5 Ways to Banish Writer’s Block

I don’t really believe in writer’s block. Perhaps it’s the words I quibble with. “Writer’s block” makes it sound like some unsolvable problem. Some uncontrollable thing that’s happened to us.

Really, “writer’s block” is the term we tend to use if we’re feeling stuck, fearful, or uninspired.

The key word in that sentence is “feeling.” There’s some emotion we’re letting get in the way of doing our work.

That’s different from having a writing problem that needs solving. Sometimes we know how a story begins and how it ends, but don’t quite know what happens in the middle. Or we might have knots in our plot we need to untangle. Again, these are things we can iron out so long as we buckle down and get to work. (See my posts about fixing that messy middle or how to fix the 5 most common plotting mistakes.)

No, sometimes we just “feel” like we can’t write.

Here are 5 easy ways to beat writer’s block.

Feed the Well

Sometimes we draw from the creative well but don’t do enough to fill it up. Do some research. Look at books that inspire you (mythology books inspire me). Look at art. Watch a travel video. Do whatever it is that makes you feel inspired. Or try something new altogether. Be adventurous and playful.

But don’t get sucked into the vortex of endless research and Internet surfing. (Not that I’ve ever been guilty of such a sin. *cough*) Try giving yourself a time limit on your imagination-boosting romp and top it off with some writing. It doesn’t even have to be your work in progress. If it is your work in progress, it doesn’t have to be the meat and potatoes of it.
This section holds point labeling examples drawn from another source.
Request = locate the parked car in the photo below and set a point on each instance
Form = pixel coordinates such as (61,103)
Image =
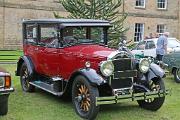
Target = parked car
(71,57)
(5,90)
(147,47)
(173,61)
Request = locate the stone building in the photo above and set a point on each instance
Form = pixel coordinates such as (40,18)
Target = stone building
(144,17)
(12,13)
(147,17)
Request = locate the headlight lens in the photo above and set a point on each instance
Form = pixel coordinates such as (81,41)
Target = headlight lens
(2,81)
(144,65)
(107,68)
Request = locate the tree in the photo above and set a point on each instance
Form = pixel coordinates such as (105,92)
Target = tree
(98,9)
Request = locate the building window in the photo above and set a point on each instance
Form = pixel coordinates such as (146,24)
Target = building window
(162,4)
(139,32)
(161,29)
(140,3)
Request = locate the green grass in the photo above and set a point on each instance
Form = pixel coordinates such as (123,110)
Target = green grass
(9,56)
(44,106)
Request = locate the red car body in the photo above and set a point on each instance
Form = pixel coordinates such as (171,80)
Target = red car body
(71,57)
(55,62)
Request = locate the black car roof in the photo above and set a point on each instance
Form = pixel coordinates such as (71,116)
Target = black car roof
(71,22)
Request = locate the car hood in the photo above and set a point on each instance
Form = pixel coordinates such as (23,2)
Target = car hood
(93,50)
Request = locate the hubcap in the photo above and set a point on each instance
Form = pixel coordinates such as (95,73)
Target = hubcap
(25,81)
(83,97)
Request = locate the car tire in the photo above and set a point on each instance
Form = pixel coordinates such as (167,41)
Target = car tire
(25,79)
(84,98)
(4,104)
(156,103)
(177,75)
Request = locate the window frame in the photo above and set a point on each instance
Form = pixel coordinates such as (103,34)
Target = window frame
(40,25)
(25,34)
(139,6)
(142,34)
(158,30)
(165,7)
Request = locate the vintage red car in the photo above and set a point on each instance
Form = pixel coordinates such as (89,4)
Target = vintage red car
(71,57)
(5,90)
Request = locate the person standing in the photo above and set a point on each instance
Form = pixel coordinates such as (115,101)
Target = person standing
(161,49)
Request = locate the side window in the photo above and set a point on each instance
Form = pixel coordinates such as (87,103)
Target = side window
(49,35)
(150,45)
(141,46)
(31,34)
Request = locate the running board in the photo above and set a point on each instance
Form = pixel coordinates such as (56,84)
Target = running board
(45,87)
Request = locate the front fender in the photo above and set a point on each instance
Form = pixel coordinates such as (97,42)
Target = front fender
(27,60)
(154,71)
(93,77)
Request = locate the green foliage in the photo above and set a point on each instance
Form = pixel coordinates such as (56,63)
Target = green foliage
(98,9)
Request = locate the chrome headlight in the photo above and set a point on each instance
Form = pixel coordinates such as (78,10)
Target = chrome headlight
(107,68)
(144,65)
(2,80)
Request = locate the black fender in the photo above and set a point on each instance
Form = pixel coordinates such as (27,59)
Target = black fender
(92,76)
(154,72)
(27,60)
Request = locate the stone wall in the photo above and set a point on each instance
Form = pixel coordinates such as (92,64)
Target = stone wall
(151,16)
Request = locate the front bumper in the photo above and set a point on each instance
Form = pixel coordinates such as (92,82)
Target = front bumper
(6,91)
(130,97)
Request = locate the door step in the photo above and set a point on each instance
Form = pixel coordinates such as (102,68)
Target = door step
(46,87)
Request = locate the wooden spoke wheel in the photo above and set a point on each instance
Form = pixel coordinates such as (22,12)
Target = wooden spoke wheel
(84,98)
(153,103)
(177,75)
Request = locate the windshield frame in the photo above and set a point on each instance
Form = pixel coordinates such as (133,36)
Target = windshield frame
(88,34)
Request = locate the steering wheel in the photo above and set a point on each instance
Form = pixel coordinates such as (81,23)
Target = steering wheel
(70,40)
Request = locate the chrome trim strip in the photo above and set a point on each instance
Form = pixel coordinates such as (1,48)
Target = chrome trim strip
(54,93)
(130,97)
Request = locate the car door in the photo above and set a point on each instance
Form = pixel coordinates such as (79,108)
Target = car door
(30,43)
(138,51)
(48,49)
(150,49)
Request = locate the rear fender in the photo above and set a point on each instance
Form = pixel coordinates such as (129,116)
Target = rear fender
(154,72)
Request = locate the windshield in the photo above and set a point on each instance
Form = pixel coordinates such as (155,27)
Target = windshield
(172,42)
(78,35)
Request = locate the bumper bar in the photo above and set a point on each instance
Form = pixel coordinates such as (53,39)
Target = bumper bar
(6,91)
(130,97)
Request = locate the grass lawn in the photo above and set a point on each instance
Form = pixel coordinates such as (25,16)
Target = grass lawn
(44,106)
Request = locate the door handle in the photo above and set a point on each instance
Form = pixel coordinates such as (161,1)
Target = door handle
(36,49)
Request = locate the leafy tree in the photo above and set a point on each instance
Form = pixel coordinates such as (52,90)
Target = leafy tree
(98,9)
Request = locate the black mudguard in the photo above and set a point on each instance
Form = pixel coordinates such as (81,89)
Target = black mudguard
(154,71)
(27,60)
(93,77)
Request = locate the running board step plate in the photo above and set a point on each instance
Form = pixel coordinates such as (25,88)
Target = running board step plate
(45,87)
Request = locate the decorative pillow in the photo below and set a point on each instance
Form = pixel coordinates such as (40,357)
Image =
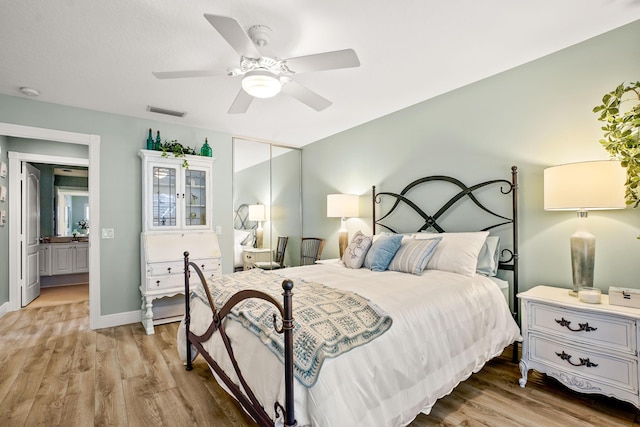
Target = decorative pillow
(382,251)
(413,255)
(489,257)
(354,254)
(457,252)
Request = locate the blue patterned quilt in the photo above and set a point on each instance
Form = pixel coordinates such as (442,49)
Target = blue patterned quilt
(328,322)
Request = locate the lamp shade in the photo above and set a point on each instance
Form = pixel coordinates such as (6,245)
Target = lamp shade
(585,186)
(261,84)
(256,213)
(343,205)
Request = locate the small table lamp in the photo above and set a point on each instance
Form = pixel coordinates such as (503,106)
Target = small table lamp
(343,206)
(257,213)
(582,187)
Do background work on minor characters and places. Work on a subplot. Just work on something.

Change it Up

Our brains are remarkably efficient machines that get bored pretty easily. If you usually write (or try to write, or think about writing) in one place, write somewhere else. Take your laptop or notebook to the park, to the coffee shop, to the airport, to the mall, to your back patio. Even writing at your kitchen table can get your juices flowing if it’s not what you would normally do.

Doing something different stimulates your mind.
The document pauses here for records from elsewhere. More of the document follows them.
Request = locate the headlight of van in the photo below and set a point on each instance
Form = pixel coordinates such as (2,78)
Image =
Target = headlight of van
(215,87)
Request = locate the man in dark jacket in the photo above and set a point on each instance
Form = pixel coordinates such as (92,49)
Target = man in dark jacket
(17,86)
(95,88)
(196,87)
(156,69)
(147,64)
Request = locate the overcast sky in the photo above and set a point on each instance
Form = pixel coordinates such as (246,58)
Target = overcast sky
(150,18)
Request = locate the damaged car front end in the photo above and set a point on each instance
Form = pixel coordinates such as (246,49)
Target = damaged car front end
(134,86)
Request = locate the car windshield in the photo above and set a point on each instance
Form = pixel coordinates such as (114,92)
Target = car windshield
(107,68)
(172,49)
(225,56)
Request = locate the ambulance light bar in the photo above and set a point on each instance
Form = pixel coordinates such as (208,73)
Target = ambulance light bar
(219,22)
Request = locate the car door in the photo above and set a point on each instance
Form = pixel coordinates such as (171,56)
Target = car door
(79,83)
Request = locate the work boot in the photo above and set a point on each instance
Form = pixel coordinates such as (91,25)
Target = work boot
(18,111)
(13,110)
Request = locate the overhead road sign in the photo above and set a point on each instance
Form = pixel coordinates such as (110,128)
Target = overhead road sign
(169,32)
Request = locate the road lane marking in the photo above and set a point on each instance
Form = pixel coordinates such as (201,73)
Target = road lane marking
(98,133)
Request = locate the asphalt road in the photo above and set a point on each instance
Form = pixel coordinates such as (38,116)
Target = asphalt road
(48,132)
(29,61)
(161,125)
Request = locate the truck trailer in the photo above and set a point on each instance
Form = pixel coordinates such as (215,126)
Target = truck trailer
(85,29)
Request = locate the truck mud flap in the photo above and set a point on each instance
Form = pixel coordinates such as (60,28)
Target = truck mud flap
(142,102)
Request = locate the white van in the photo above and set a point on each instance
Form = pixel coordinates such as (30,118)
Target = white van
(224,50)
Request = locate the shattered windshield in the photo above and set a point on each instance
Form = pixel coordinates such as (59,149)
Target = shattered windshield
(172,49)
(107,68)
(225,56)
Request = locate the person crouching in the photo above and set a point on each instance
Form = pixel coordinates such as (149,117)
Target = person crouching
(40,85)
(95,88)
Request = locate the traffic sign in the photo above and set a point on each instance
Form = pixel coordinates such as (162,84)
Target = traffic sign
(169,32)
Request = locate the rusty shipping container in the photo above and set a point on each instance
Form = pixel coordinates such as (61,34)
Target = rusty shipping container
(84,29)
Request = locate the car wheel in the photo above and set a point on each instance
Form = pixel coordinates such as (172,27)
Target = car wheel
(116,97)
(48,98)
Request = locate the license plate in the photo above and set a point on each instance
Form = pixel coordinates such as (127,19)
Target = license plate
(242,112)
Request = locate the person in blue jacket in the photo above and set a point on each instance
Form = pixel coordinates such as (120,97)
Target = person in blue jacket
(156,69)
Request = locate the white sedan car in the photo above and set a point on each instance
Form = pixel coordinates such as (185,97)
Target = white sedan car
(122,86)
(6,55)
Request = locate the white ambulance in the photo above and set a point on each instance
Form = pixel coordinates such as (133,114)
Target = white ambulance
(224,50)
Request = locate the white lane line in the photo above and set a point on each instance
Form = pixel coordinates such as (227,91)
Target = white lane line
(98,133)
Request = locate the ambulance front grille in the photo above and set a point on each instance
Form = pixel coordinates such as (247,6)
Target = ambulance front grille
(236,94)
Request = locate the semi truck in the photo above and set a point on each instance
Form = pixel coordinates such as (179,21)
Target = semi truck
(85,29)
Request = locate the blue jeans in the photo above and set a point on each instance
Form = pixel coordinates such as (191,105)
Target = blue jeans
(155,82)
It tends to make us feel bold, too. That’s always a good thing when you’ve got a pen in hand.

Build Your Bag of Tricks

If I’m not quite feeling in the mood to write, I’ve noticed little things can turn that around. I might open up the blinds to let in the sunshine. I might turn on some of my favorite writing music. Try little tricks like this and pay attention to what works.

Give Yourself a Pep Talk

What we say to ourselves matters. Pay attention to that inner dialogue.

If I’m feeling off for some reason, sometimes I simply tell myself, “You can do it.” I remind myself that difficult emotions are just part of the writer’s life, even for those highly successful authors. Feeling those emotions are not a reason to give in to them. Feelings are just feelings.

Write Anyway

If you ignore everything else on this list, don’t ignore this.

This is the one thing that works even when it’s the only thing you do.

Write. Anyway.

Get those words down. Push forward. It doesn’t have to be perfect (which is a good thing, because it won’t be). It doesn’t have to be anything you keep. It only has to be words on paper. That’s it.

This is the best technique if your trouble is fear.

Fear tends to be strongest right before you begin. So, begin.

So next time you think you have writer’s block, try a tip on this list. Or try all of them. You may find the cure.

What tricks do you have for beating writer’s block?